265. Increased FSH activity increases primordial follicle reserve and enhances preovulatory follicle survival in transgenic FSH female mice

Abstract

The mammalian female reproductive lifespan is determined by the depletion rate of the finite ovarian follicle reserve established before or shortly after birth. Follicle formation, initiation and early growth are thought to be independent of follicle-stimulating hormone (FSH), whereas antral follicle development requires FSH stimulation. Rising serum FSH is one of the earliest signs of reproductive ageing in women, coinciding with declining fecundity and an accelerated decline in remaining follicle reserves, but whether or not increased FSH plays a direct or feed-forward role in accelerating reproductive ageing remains undetermined. We previously described transgenic (Tg) mice with rising serum human FSH that produced larger litter sizes <20 weeks of age, then rapidly declining litter size from 20–40 weeks old (wo) culminating in premature infertility1. Despite declining fertility, ageing TgFSH females maintained ovulation rates ~3-fold higher than wt females. Follicle quantitation revealed that ovarian antral follicle numbers at diestrus were equivalent in 26 wo TgFSH and wt females. The elevated ovulation rates in TgFSH females may reflect increased preovulatory follicle survival during proestrus, as ~70% of large antral follicles go on to ovulate in TgFSH females, compared with only 30% in wt females.
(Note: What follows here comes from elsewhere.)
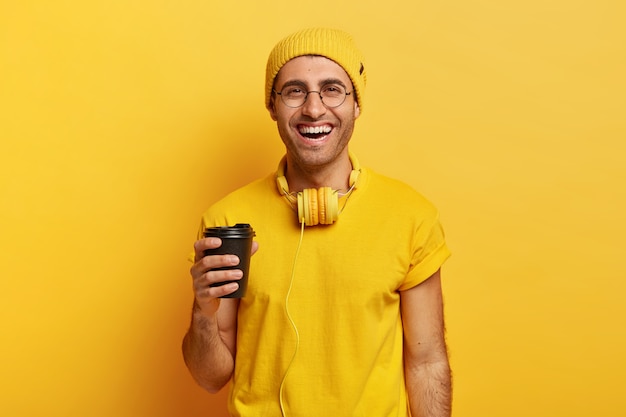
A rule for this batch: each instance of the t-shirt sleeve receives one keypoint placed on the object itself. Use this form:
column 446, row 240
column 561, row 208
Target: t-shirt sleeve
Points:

In contrast to the view that higher FSH may increase follicle development and consequently accelerate follicle depletion, examination of follicle reserve revealed that subfertile or infertile 26–52 wo TgFSH females exhibited increased total ovarian primordial follicle numbers (60%, P < 0.05) with no significant change in primary follicle numbers compared with age-matched wt females. Therefore, increased FSH activity appeared to act as a survival factor for primordial follicles. Our current analysis of increased FSH actions in female mice suggests that FSH may enhance the survival of both early (primordial) and late (preovulatory) follicle populations. (1) McTavish KJ et al. Endocrinology. 2007 Sep;148(9):4432–9.